An Open Letter to the Rest of America
To the 74% of white Americans who used to believe there was no race problem in this country.
Who denied the existence of racism as a factor in every cause célèbre from Rodney King to Philando Castile. Who believed we had attained a colorblind society because we had a Black president.
Welcome to reality. The reality for people of color who face haters like those who marched on Charlottesville every day of our lives. They come in the form of the hiring manager who trashes every application coming from an “ethnic” sounding applicant. They come in the form of the banker who redlines our neighborhood – corralling us in the ghettos like cattle penned for slaughter. They come in the form of the police, and prosecutors and public pretenders and judges and prison guards who have made a cottage industry of our criminalization.

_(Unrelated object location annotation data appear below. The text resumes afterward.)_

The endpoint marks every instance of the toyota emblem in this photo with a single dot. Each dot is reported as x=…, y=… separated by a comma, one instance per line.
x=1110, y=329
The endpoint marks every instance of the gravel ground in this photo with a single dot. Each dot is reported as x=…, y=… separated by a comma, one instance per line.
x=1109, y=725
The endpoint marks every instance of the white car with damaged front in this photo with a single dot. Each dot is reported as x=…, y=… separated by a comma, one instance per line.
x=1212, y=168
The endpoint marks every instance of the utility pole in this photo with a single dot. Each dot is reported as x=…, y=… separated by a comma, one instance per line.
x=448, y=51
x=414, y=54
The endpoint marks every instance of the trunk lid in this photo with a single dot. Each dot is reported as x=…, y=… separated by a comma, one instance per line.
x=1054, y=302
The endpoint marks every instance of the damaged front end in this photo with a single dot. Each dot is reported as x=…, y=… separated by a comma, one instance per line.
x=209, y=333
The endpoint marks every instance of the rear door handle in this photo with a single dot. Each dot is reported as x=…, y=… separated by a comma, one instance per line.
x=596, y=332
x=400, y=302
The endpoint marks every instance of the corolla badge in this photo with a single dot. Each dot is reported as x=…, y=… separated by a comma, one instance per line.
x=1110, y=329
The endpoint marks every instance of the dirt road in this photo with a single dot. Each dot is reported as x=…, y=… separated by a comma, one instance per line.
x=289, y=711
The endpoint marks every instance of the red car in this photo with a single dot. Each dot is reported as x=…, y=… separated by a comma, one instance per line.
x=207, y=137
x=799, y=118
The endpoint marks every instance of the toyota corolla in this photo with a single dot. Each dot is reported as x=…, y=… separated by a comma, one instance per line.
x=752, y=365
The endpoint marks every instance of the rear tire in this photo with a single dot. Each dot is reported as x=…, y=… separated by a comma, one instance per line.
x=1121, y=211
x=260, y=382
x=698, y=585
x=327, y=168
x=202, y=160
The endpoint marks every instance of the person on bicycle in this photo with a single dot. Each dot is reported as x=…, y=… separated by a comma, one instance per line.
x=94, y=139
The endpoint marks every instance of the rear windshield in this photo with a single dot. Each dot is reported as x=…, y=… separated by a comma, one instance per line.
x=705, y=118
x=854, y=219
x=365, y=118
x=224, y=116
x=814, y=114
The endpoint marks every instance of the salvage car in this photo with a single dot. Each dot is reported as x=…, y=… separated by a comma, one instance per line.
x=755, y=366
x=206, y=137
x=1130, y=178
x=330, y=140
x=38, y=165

They are your neighbors and your friends and your relatives, yet you have been blind to their corrosive hate because it wasn’t aimed at you.
Now that the cancer has been diagnosed, now that the sheet has been snatched off the bogey-man; now that you cannot deny what has been made clear to all – now is the time to take a stand and disavow the haters among you.
Curiously, whenever an African American makes an insulting or hurtful comment, every African American in this country is called upon – in public or private discourse – to denounce the offender. Well, that being the case, you understand the drill.
The difference is that armed thugs threatening people with violence calls for a bit more than verbal recriminations. It calls for radical surgery.
Stop hiding from racism and talk about it, listen to it, teach your children to recognize and shun it.
Don’t stand on the sidelines as jack-booted Nazis march down your avenues. Don’t look back after the worst has happened and rend your garments and gnash your teeth at the barbarity of your fellow countrymen. Stop them now before they spread.
I’m old enough to remember when the national meme on Nazism was to wonder with wide-eyed innocence how human beings could have been so vicious to one another – how evil the German people must have been to stand by and passively participate in the slaughter of innocents – how that sort of thing could never happen in America.
It seems we have forgotten far too soon that which, as a nation, we once pledged never to forget.